Mas isso não quer dizer que Denza e BYD não bebam da água europeia. Ao contrário: a equipe de designers da montadora chinesa é liderada pelo alemão Wolfgang Egger, que já foi o head designer da Audi, Lamborghini e Alfa Romeo.
Na BYD, Egger está ajudando a construir máquinas para competir com seus antigos empregadores
O Z9 GT, por exemplo, tem 1.156 cavalos, acelera de 0 a 100 km/h em 2,7 segundos e atinge 270 km/h – números de um supercarro.
Mas o principal argumento da BYD para se diferenciar dos concorrentes está na recarga: a empresa criou a tecnologia de flash charging, que promete levar a bateria de 10% a 70% em 5 minutos, e a 97% em 9 minutos, com potência de até 1.500 kW – praticamente o tempo do abastecimento em um posto de gasolina.
Por enquanto, só os carros mais caros da BYD – ou seja, os da Denza e da Yangwang – têm acesso a essa tecnologia.
A BYD já instalou mais de 5 mil estações do flash charging na China e planeja chegar a 20 mil até 2026, além de expandir com 6 mil pontos no exterior em 12 meses, sendo 3 mil na Europa e 1 mil no Brasil.
Além disso, os carros da Denza também tentam trazer facilidades na direção.
Há modelos da marca que podem andar de lado – o chamado crab walk –, fazer manobras em espaços apertados e até entrar de frente na vaga e ajustar a traseira sozinho (veja o vídeo no Instagram do Brazil Journal, que testou essa tecnologia no circuito da montadora em Zhengzhou.)
“Não se trata de sermos melhores ou piores do que os outros, somos diferentes: uma empresa de tecnologia feita por engenheiros,” disse Miranda.
Mas o desafio da BYD é mostrar que suas marcas de luxo podem competir com as tradicionais criando desejo nos consumidores de alta renda.
Para isso, na Europa, onde a Denza estreou no ano passado, os chineses começaram a patrocinar os clubes Manchester City e Internazionale de Milão, e contrataram o ex-007 Daniel Craig como garoto-propaganda.
Além disso, a BYD lançou a Denza na Design Week de Milão, um ambiente de alto simbolismo cultural.
“Escolhemos a Design Week para tentar conectar a Denza com o real valor do design.

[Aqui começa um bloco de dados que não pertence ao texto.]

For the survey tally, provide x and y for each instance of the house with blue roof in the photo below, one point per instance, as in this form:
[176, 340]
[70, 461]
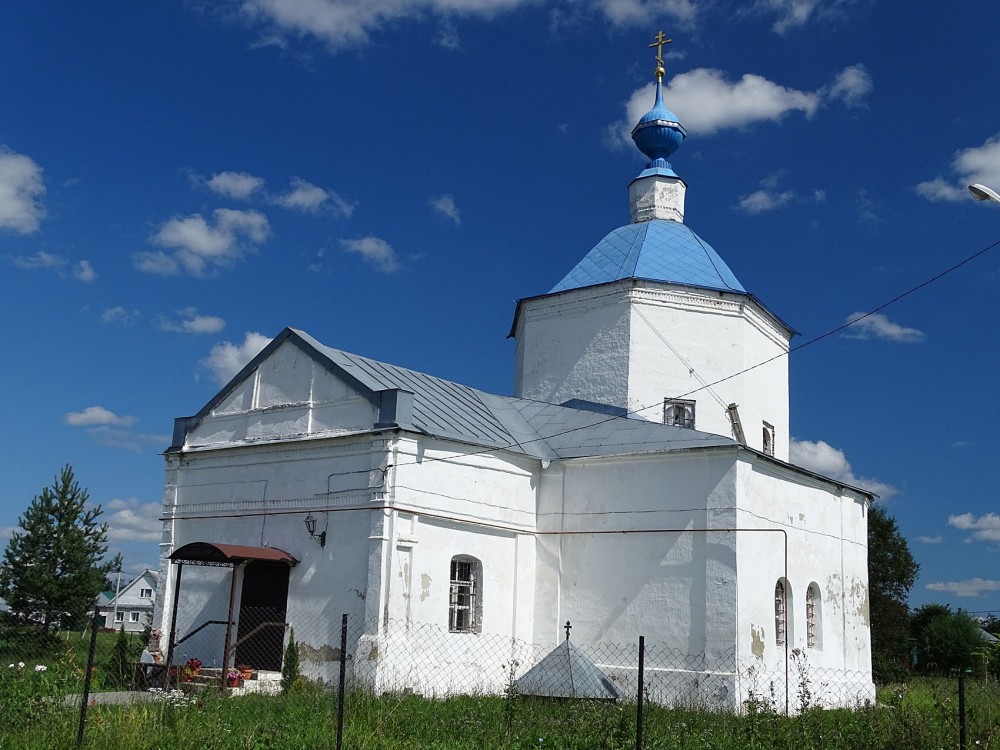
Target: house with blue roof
[636, 483]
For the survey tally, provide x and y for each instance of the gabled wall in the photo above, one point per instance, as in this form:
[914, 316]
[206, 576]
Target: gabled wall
[289, 395]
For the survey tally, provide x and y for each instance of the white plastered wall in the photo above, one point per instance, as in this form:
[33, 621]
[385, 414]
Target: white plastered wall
[623, 551]
[684, 341]
[448, 501]
[633, 344]
[823, 531]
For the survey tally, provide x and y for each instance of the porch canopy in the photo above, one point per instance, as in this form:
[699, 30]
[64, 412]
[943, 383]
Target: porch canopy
[220, 555]
[215, 553]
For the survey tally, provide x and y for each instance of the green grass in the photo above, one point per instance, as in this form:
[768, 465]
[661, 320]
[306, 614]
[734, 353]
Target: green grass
[920, 716]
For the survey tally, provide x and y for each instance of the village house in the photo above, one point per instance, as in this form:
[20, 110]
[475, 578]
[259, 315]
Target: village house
[132, 607]
[636, 483]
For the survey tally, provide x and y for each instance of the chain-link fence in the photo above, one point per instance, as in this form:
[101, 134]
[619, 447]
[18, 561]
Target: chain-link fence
[396, 673]
[435, 661]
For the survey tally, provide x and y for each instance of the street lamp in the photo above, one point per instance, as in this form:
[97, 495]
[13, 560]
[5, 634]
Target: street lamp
[310, 521]
[983, 193]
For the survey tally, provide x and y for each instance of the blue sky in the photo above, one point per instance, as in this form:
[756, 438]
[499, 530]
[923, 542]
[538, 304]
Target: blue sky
[181, 180]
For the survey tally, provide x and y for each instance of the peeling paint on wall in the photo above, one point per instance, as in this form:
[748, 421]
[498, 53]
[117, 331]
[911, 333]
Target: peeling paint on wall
[318, 654]
[859, 592]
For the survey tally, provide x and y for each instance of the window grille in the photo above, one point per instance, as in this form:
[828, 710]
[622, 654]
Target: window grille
[463, 596]
[678, 412]
[780, 614]
[811, 625]
[768, 439]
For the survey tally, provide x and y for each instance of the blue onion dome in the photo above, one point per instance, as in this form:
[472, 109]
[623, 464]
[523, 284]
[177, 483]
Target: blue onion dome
[658, 133]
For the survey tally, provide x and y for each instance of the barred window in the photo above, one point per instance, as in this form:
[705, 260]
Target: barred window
[814, 618]
[678, 412]
[780, 613]
[768, 444]
[464, 595]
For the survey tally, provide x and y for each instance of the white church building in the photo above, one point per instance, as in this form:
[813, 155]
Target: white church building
[636, 484]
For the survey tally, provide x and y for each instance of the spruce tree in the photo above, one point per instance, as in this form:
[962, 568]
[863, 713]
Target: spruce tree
[52, 569]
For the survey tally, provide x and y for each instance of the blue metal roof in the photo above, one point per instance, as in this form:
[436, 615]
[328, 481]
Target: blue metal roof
[657, 250]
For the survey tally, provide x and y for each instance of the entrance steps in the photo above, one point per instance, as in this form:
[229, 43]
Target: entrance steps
[261, 681]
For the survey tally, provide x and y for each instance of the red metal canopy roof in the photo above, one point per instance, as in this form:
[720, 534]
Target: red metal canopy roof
[233, 554]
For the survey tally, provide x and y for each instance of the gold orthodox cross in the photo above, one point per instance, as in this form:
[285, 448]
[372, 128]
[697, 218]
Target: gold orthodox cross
[658, 41]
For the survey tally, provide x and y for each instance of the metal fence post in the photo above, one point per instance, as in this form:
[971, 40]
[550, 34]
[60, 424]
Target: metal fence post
[639, 701]
[343, 680]
[86, 679]
[963, 742]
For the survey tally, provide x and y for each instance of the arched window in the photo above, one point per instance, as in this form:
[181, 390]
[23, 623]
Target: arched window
[814, 618]
[465, 597]
[782, 610]
[768, 439]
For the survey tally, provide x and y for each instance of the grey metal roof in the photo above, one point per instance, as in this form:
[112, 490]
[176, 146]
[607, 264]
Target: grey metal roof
[567, 672]
[450, 410]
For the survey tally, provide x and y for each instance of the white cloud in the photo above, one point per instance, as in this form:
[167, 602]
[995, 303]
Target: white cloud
[96, 415]
[226, 359]
[201, 248]
[763, 200]
[189, 321]
[21, 191]
[878, 326]
[970, 587]
[350, 23]
[978, 164]
[156, 262]
[376, 252]
[639, 12]
[116, 437]
[986, 528]
[308, 198]
[132, 520]
[823, 458]
[84, 272]
[445, 205]
[121, 315]
[791, 15]
[851, 85]
[238, 185]
[43, 261]
[39, 261]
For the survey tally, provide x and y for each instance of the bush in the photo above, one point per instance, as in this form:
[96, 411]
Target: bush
[290, 664]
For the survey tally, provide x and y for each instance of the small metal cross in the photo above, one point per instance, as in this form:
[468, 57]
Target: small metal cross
[658, 41]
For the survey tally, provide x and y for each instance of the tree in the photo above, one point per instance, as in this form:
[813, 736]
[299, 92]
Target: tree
[51, 571]
[891, 573]
[948, 640]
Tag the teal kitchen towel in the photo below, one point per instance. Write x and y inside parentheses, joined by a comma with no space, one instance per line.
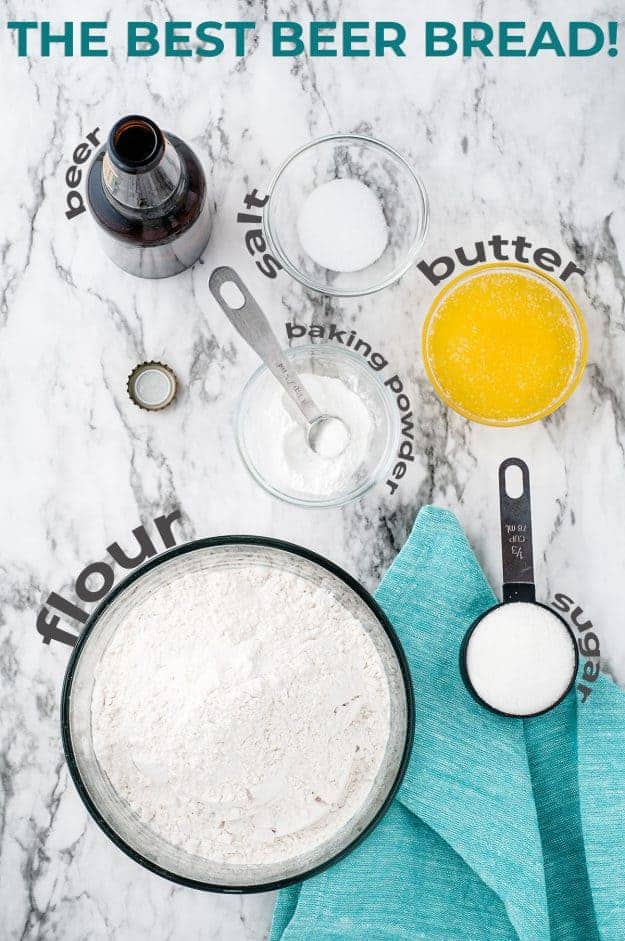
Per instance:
(503,829)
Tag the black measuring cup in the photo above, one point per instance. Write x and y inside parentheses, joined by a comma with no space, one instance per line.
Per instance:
(519,659)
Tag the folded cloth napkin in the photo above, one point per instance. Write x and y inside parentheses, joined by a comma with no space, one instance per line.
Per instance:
(503,829)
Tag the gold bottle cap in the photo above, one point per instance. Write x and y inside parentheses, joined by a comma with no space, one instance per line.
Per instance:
(152,386)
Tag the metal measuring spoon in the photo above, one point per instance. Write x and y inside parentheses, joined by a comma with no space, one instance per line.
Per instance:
(518,592)
(326,435)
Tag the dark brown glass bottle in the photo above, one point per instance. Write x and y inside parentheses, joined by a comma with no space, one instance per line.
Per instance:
(147,192)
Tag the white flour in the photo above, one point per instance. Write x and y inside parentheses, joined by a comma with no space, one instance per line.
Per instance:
(243,715)
(280,437)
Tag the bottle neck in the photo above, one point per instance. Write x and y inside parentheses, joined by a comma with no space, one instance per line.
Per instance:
(141,168)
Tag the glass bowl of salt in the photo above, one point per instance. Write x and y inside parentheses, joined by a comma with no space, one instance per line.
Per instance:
(347,215)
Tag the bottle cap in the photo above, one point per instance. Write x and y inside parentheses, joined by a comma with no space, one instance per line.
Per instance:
(152,386)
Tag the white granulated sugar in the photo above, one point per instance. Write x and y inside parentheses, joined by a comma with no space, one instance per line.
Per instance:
(280,436)
(242,714)
(520,658)
(342,226)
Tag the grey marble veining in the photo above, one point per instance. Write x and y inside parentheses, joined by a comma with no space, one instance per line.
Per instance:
(511,146)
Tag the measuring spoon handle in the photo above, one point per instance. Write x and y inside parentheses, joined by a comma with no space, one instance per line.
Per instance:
(252,324)
(516,536)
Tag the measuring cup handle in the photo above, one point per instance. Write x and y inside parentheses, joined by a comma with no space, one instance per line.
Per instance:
(516,536)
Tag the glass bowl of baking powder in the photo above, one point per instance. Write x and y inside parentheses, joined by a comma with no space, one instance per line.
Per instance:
(237,714)
(272,437)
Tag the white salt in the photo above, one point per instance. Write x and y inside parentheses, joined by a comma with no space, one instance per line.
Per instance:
(342,226)
(520,658)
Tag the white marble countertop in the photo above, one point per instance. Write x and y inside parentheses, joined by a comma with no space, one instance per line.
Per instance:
(504,146)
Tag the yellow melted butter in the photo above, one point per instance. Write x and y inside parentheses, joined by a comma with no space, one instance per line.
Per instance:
(503,347)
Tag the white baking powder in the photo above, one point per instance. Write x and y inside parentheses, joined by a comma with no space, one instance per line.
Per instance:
(242,714)
(520,658)
(279,436)
(342,226)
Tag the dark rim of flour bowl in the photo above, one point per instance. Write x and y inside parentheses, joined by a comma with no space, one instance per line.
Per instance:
(466,679)
(213,542)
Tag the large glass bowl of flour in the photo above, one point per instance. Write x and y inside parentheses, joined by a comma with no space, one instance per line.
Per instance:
(237,714)
(272,440)
(347,215)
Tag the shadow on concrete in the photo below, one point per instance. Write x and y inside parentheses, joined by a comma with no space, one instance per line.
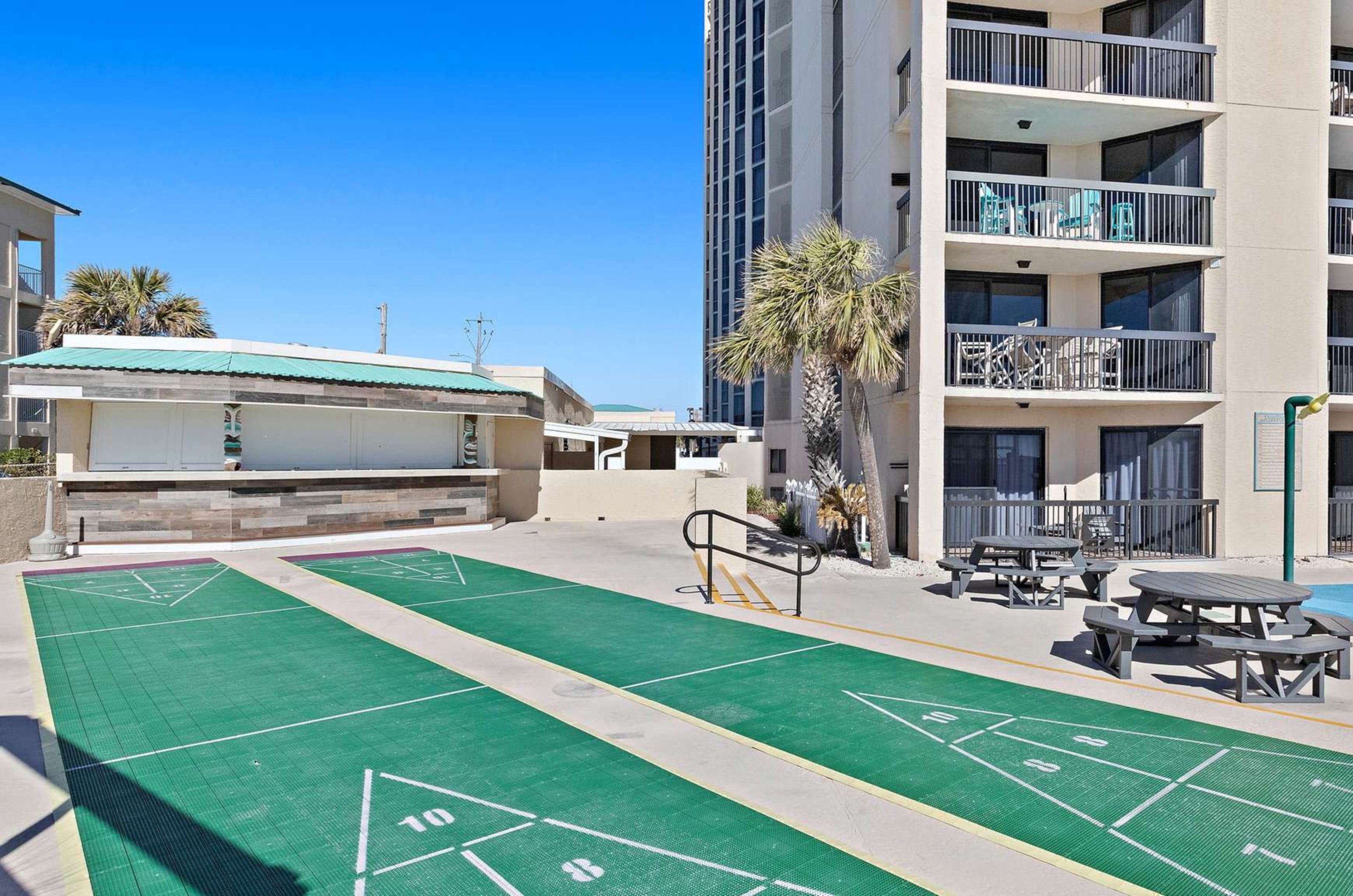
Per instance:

Já o Daniel Craig foi escolhido porque queremos ligar a marca com o conceito ‘technology drives elegance’,” disse Miranda.
Por ora, a estratégia de precificação tende a ser mais agressiva.
A Denza chegou ao Brasil no fim do ano passado com o B5, um SUV híbrido off-road com cerca de 700 cavalos que na China está no portfólio da Fangchengbao, outra marca da BYD.
O B5 é vendido por aproximadamente R$ 436 mil – quase metade do preço de uma Defender, da Land Rover, que custa a partir de R$ 800 mil.
Para escalar mais rapidamente o negócio, a empresa está criando uma rede própria de concessionárias para a marca – e promete lançar três novos modelos no Brasil este ano.
“Nosso objetivo não é volume: é ser a marca mais desejada entre os consumidores de luxo no Brasil.”
Por enquanto, os números ainda são tímidos: a Denza vendeu 400 carros desde o início da operação. Segundo a BYD, isso representa 4% de market share.
Para Cássio Pagliarini, sócio da consultoria Bright, o principal desafio da Denza não está no produto – mas na natureza do mercado que ela está tentando penetrar.
Segundo ele, o jogo é outro no segmento premium: o consumidor não compra apenas desempenho, tecnologia ou preço, mas também a marca, o que pode levar décadas para ser construída.
“É muito mais fácil você entregar um produto que tenha um grande valor do que dizer que tem uma marca forte,” disse o consultor.
A Denza sabe disso, e está tentando criar essa imagem. Durante o Salão do Automóvel de Beijing, a marca apresentou o Denza Z, um supercarro que entrega cerca de 1.000 cavalos e vai de 0 a 100 km/h em menos de dois segundos – colocando-o à frente de alguns dos modelos mais velozes de marcas como a Ferrari.
Além disso, a BYD estuda a possibilidade de entrar na Fórmula 1, seja como proprietária de uma equipe ou apenas como patrocinadora – tudo para fortalecer sua imagem de tecnologia.
“Sabemos muito bem que competimos com marcas tradicionais que têm mais de 50 ou até 100 anos no segmento premium. Mas hoje já não há mais dúvidas: desempenho, inovação e tecnologia vêm da China,” disse Miranda.